The Japanese American Cases - a Bigger Disaster than We Realized
71 Pages Posted: 6 Feb 2006
Sixty-one years ago, Eugene V. Rostow published the first major academic article on the Japanese American internment of World War II. The article's title left little doubt about Rostow's view of the Supreme Court's decisions in Hirabayashi v. United States (1943) and Korematsu v. United States (1944): The Japanese American Cases - A Disaster. Rostow's claim was that these two cases were a substantive disaster of constitutional doctrine - a fundamentally mistaken endorsement of a repressive military program.
Rostow's conceptualization of the disaster of the Japanese American cases continues to define - and, in a sense, to confine - our view of the legal history of this wartime period. There are, in fact, many more wartime Japanese American cases to remember than Korematsu and Hirabayashi. These two cases were really just one small part of a much broader program of litigation in which the government sought both to capitalize on and to reinforce the image of Japanese Americans as disloyal subversives.
This Article broadens Rostow's assessment of the Japanese American cases as a disaster by recasting both of those terms.

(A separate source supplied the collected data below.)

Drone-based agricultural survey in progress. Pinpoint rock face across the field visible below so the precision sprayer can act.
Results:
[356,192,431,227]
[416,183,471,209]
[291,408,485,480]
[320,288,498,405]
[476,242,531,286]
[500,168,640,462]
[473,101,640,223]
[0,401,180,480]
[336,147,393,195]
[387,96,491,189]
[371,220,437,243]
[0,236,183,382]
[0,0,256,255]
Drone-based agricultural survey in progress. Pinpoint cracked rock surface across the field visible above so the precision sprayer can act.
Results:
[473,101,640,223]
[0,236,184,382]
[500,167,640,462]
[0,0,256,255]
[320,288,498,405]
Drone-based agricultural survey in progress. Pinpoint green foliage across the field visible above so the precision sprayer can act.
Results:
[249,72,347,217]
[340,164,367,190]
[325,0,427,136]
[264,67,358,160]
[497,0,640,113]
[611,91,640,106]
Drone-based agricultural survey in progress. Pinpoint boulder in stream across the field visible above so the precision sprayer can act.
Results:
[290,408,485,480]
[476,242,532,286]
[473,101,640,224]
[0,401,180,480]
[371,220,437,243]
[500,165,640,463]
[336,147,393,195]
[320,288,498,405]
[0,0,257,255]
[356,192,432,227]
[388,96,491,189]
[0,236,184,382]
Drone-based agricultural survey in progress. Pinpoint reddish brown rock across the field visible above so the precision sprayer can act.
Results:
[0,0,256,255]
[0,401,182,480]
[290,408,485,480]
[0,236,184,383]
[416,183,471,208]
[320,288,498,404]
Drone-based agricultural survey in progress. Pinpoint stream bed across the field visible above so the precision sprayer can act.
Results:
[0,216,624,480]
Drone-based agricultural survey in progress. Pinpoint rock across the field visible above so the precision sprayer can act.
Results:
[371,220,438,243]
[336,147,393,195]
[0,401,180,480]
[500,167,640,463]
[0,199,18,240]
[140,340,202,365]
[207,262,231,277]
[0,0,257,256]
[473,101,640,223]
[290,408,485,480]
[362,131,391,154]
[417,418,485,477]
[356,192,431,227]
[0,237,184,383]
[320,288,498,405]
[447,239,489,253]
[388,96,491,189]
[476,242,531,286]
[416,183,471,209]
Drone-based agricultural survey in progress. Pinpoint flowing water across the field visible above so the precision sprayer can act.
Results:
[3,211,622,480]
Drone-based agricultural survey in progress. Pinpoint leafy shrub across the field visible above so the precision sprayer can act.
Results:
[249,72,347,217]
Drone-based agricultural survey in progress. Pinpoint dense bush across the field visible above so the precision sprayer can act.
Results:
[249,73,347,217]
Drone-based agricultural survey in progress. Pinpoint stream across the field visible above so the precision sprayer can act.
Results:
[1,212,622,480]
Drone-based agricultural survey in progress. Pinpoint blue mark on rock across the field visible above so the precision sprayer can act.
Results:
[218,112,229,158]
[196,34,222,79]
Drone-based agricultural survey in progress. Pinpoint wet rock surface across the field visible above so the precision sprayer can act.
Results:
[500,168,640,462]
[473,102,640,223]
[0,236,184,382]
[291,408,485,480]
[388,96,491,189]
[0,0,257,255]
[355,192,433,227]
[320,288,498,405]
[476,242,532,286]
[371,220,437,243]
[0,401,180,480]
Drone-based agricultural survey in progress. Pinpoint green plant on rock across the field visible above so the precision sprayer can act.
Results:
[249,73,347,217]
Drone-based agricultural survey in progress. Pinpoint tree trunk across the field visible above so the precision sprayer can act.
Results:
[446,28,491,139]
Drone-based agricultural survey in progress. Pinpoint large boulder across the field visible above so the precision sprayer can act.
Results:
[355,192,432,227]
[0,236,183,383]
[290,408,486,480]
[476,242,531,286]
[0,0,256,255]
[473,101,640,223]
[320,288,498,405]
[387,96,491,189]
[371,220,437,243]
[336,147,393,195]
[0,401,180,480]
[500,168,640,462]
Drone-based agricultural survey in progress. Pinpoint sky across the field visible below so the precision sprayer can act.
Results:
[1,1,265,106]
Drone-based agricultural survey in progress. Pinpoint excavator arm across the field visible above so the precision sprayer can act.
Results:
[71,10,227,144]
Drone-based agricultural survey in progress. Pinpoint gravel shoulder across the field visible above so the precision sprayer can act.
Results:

It widens the focus of the term Japanese American cases to include stories of the many wartime Japanese American cases that the literature has slighted or forgotten. This broader view reveals that the Japanese American cases of World War II were a disaster of a different sort: a litigative debacle, in which an astonishing number of cases ended in acquittals, dismissals, stern judicial rebukes, and other repudiations of the government's legal and factual positions. The Article concludes that the overall litigative project was a misadventure in using the law - especially the criminal law - to tar a racial group with the badges of disloyalty during wartime.